C’est parti pour les JO 2021 à Tokyo ! La planète sport va bientôt vivre au rythme des performances de champions survitaminés, dans des stades japonais vides de spectateurs du fait des mesures sanitaires. L’émotion sera-t-elle au rendez-vous ? C’est là toute la question et l’intérêt premier de cette grand-messe sportive.

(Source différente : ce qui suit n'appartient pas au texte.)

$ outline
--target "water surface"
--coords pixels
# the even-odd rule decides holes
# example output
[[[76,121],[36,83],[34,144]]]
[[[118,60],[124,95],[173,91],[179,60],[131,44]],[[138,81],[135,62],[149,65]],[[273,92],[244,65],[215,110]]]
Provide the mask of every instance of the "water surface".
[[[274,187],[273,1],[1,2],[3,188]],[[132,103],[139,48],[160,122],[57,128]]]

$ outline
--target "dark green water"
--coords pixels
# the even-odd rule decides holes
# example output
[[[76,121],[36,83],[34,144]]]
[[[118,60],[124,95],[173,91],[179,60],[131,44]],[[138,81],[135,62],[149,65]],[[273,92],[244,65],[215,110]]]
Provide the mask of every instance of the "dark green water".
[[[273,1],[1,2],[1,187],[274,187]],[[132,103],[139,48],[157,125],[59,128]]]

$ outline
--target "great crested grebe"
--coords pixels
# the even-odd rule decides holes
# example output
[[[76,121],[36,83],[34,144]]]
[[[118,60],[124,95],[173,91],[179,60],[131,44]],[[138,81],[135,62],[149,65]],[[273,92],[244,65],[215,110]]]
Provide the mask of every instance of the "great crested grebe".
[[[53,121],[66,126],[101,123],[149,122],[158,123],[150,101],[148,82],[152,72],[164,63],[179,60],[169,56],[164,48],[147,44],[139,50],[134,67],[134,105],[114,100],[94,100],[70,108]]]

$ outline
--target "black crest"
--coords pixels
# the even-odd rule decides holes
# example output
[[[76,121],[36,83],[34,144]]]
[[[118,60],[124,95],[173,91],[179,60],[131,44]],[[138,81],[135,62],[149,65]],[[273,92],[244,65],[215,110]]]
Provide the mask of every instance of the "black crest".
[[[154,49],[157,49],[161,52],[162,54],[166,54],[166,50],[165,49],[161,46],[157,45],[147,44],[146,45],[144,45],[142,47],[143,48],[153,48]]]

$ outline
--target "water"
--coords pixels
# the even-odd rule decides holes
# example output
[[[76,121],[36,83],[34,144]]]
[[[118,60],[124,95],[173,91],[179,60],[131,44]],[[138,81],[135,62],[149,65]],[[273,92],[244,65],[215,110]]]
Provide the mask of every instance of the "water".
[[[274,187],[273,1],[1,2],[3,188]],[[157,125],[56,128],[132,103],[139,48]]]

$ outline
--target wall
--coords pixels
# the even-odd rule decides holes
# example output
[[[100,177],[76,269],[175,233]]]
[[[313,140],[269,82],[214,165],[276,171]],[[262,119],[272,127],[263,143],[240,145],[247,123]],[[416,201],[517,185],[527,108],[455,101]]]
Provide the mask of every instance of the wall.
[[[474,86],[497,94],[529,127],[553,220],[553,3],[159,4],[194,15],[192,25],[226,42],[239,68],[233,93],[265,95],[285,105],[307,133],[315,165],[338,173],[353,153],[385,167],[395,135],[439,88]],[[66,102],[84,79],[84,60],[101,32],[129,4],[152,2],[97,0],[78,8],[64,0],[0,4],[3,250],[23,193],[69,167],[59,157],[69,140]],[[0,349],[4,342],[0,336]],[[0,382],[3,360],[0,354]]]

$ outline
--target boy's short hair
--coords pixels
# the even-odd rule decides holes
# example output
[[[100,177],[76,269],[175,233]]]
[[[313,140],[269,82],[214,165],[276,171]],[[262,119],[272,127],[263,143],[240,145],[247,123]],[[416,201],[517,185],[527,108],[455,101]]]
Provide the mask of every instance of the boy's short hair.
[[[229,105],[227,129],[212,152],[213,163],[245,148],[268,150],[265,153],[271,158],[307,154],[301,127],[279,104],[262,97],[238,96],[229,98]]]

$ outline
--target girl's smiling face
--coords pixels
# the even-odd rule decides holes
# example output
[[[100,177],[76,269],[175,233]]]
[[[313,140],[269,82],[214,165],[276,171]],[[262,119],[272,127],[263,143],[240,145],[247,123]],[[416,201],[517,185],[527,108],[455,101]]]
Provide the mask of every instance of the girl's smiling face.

Sur ce plan justement, les JO se veulent équitables, en permettant à toutes les nations de participer avec chacune leur délégation, et bien sûr leur porte-drapeau. En pratique, si chaque nation peut de facto concourir, la plupart des médailles seront, comme toujours, moissonnées par très peu d’entre elles. Autrement dit, si pour 90% des nations, le but est d’abord de participer, pour les 10% restants c’est surtout de gagner un maximum de médailles, en or si possible, pour affirmer leur "puissance" économique et politique. À noter que pour arriver à cette fin, les moyens utilisés n’ont pas toujours été très conformes à l’éthique, ni très favorables à la santé des athlètes. Certes, la tricherie, depuis la nuit des temps, n’est pas un monopole des JO. Pour réussir dans le sport de haut niveau, comme dans nombre autres domaines, il faut surtout… du pétrole, du gaz et du charbon ! Le talent et le travail arrivent loin derrière.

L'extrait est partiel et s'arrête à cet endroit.